The Victorian-era pub is boarded up and closed for business.
Owners Samuel Smith Brewery have not commented on the closure. The news emerged about a month after YorkMix revealed another pub in the group – the York Arms on High Petergate – had shut suddenly.
The brewery is advertising for new managers for both pubs.
For the York Arms, it is looking for live-in joint managers, saying it needs an “enthusiastic live-in couple to take the clientele more upmarket”.
The job ad for the Brown Cow is looking for a permanent, live-in single manager.
Historic home
The Brown Cow is first mentioned in the York records as an unnamed beer house in 1834, before taking the name The Red Cow the following year.
According to Hugh Murray’s A Directory Of York Pubs, by 1838 it had a full licence and the name the Brown Cow.
It was a no-frills place, as Hugh writes:
-
In 1902 it was basically a four roomed cottage with only two bedrooms above a smoke-room and kitchen.

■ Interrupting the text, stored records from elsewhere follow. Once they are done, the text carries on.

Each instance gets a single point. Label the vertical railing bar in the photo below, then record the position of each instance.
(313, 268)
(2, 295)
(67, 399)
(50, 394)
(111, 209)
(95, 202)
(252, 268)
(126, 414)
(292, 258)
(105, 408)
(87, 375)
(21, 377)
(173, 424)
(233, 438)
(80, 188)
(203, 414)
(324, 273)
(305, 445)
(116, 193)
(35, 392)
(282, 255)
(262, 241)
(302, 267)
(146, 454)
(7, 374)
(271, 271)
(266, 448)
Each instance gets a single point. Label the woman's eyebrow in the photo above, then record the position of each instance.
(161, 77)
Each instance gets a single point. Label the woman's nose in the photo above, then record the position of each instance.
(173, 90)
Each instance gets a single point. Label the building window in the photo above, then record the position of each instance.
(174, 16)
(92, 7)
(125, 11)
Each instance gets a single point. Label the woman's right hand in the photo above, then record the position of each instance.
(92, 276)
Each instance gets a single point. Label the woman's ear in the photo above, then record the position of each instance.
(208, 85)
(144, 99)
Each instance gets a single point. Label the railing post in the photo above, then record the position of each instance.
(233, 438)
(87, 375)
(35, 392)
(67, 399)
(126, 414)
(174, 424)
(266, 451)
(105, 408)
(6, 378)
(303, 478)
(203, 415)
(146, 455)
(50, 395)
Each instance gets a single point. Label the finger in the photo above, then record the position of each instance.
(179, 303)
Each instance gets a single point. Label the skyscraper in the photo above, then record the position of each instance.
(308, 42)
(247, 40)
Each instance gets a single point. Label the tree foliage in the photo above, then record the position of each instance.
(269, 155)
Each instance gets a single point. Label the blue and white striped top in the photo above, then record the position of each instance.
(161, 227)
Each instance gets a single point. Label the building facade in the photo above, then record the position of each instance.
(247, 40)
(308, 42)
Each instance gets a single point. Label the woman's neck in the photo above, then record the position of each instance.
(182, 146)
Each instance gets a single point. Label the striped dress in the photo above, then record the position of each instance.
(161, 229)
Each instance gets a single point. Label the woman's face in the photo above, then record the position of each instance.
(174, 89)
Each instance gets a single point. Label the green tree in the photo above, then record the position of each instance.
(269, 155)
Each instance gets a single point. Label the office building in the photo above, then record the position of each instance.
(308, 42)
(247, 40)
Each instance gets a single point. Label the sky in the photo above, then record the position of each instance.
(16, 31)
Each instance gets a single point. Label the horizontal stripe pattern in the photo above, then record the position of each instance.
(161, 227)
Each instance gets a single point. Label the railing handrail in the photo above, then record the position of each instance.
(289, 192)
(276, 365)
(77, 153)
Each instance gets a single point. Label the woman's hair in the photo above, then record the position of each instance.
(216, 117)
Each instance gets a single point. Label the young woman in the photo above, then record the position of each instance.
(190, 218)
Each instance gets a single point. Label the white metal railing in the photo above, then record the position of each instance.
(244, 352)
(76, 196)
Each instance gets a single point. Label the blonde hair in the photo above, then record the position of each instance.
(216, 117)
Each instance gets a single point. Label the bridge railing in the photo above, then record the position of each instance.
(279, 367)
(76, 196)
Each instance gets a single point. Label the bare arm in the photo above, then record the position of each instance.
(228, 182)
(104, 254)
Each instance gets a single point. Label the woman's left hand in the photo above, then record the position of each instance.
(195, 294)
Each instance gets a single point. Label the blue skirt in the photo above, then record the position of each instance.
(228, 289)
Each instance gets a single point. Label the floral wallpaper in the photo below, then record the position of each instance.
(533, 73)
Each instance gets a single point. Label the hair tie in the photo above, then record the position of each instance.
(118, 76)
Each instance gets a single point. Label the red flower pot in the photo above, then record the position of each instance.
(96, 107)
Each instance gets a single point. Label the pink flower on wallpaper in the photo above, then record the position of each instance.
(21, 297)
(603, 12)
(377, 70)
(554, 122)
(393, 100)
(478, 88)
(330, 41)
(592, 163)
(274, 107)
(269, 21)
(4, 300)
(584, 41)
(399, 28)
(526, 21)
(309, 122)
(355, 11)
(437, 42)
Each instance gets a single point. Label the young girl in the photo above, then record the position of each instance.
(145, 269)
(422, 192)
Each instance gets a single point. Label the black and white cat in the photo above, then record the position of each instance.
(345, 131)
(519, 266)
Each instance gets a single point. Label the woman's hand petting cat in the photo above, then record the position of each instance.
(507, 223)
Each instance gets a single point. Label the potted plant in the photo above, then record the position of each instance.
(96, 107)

There was no pantry. The family’s food was kept in the cellar.
Food was never asked for and not even a biscuit was available to customers. The family and customers shared a single WC.
It expanded in 1906. And 50 years ago, in April 1939, it was the scene of half a darts match. The other half was held in The Ark, Maidenhead, “the two establishments linked by radio”.